Implement Endpoint Protection

Modern endpoint detection and response (EDR) solutions can identify and block keyloggers, infostealers, and other credential-harvesting malware before they execute. Ensure that all corporate devices — including personal devices used under BYOD policies — have current endpoint protection installed.

Educate Your Staff

Technical controls are essential, but human awareness remains critical. Regular phishing simulations train employees to recognise fake login pages, suspicious emails, and social engineering tactics. Focus training on the specific techniques described in this article so that staff understand not just what to avoid, but why.

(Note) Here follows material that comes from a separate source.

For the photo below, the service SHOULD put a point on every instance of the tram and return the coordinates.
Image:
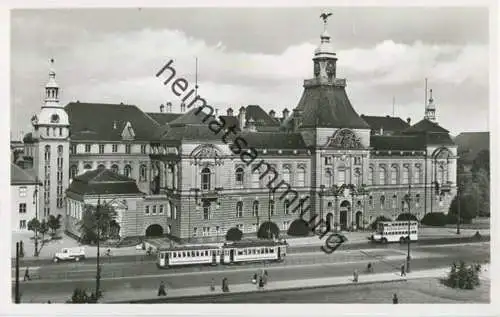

Monitor for Leaked Credentials

Subscribe to a dark web monitoring service that scans breach databases, paste sites, and underground forums for your corporate email domains. When exposed credentials are found, force an immediate password reset for the affected accounts and investigate whether any unauthorised access occurred.

Reduce the Attack Surface

Disable legacy authentication protocols that do not support MFA.
Implement conditional access policies that block sign-ins from unexpected locations or devices.
Enforce short session lifetimes so that stolen cookies expire quickly.
Regularly audit and remove dormant user accounts that are prime targets for credential stuffing.

The Bottom Line

Credential harvesting is not a niche threat — it is the primary mechanism through which most breaches begin. Whether through phishing kits, keyloggers, infostealers, MitM proxies, or dark web markets, attackers have an extensive toolkit for collecting passwords at scale. The good news is that the defence playbook is well established: phishing-resistant MFA, password managers, endpoint protection, staff training, and credential monitoring form a robust shield that even small organisations can deploy. The critical step is to act before your credentials are the next batch for sale on the dark web.